Video Transcript
Suppose that 𝐴 and 𝐵 are two
events. Given that the probability of 𝐴 is
equal to 0.52 and the probability of 𝐵 given 𝐴 is equal to 0.75, find the
probability of 𝐴 intersection 𝐵.
So, the first thing we want to do
is highlight what some of the notation means. So, first of all, if we think about
probability of 𝐴, if we have a look at this Venn diagram, well, then in the Venn
diagram, this circle here that I’ve shaded in would be the area that will be
representing the probability of 𝐴. And then if we take a look at 𝐴
intersection 𝐵, what this means would be the area that is the intersection between
the two circles, so 𝐴 and 𝐵. So, it’ll be this area here that
I’ve crosshatched in.
Well, then finally, if we look at
probability of 𝐵 given 𝐴, then what does this actually mean?
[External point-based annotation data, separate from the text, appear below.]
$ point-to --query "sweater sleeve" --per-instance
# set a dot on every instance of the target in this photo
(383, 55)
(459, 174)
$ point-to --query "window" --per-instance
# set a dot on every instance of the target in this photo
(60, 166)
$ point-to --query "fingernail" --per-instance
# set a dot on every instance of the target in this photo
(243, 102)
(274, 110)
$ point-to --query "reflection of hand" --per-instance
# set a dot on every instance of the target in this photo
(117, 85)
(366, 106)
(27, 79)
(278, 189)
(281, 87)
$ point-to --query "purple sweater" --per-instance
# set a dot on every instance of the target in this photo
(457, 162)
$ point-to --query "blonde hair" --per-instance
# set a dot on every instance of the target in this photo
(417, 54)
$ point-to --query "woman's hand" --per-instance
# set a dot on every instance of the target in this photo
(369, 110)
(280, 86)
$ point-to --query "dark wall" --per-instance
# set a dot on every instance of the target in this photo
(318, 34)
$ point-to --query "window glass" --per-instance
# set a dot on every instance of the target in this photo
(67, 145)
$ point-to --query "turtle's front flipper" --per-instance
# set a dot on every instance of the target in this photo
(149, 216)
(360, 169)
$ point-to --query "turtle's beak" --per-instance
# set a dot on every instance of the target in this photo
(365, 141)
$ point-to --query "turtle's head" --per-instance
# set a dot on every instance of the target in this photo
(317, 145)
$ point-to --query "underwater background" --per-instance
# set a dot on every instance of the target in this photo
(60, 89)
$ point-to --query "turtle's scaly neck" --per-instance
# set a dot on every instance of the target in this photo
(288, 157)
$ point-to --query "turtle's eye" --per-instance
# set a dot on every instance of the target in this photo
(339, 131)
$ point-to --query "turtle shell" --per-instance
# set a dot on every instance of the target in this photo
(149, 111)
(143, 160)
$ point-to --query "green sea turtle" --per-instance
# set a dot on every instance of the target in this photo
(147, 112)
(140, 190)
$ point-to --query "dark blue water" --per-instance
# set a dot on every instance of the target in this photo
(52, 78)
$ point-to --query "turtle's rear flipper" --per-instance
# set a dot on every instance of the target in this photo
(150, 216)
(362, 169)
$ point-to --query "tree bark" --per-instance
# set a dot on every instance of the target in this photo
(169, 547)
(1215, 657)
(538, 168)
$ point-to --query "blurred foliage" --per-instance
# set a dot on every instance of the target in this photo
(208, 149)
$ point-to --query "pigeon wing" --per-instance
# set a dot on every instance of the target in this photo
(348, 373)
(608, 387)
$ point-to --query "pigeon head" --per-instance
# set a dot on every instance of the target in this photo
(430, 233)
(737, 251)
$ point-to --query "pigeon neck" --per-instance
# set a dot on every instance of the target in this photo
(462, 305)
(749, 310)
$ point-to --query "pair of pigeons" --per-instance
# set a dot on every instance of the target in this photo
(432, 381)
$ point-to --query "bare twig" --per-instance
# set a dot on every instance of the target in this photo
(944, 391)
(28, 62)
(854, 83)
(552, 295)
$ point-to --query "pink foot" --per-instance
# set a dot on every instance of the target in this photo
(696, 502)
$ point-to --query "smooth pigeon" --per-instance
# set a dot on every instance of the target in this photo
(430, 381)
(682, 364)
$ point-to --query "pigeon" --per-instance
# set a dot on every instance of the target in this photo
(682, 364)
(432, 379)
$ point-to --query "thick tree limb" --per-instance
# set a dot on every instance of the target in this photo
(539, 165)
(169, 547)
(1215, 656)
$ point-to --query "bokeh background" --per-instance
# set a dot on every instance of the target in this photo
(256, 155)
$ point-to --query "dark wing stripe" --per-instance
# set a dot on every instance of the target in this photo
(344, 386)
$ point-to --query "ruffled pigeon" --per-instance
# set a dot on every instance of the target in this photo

Well, if we think about what this
means is the probability that 𝐵 happens given that 𝐴 has occurred. So, therefore, what we can do is
delete out the rest of our Venn diagram because nothing else matters now. We just want to look at the area
that is where 𝐴 occurs. And then within that, we want to
see what the probability that 𝐵 would occur is. But how do we work this out? So, how do we find the value?
Well, in fact, what we have is a
formula to help us. And that formula tells us that the
probability of 𝐵 given 𝐴 occurs is equal to the probability of 𝐴 intersection 𝐵
divided by the probability of 𝐴. But in this question, we’ve already
said we want to find what’s the probability of 𝐴 intersection 𝐵. So, therefore, to find this, all we
need to do is apply a bit of simple algebra. And when we rearrange our formula,
what we’re gonna get is the probability of 𝐴 intersection 𝐵 is equal to the
probability of 𝐵 given 𝐴 multiplied by the probability of 𝐴.
So, therefore, if we plug in our
values, what we’re gonna get is the probability of 𝐴 intersection 𝐵 is equal to
0.75 multiplied by 0.52. And what this gives us is the
answer to the question, what is the probability of 𝐴 intersection 𝐵? And it’s equal to 0.39.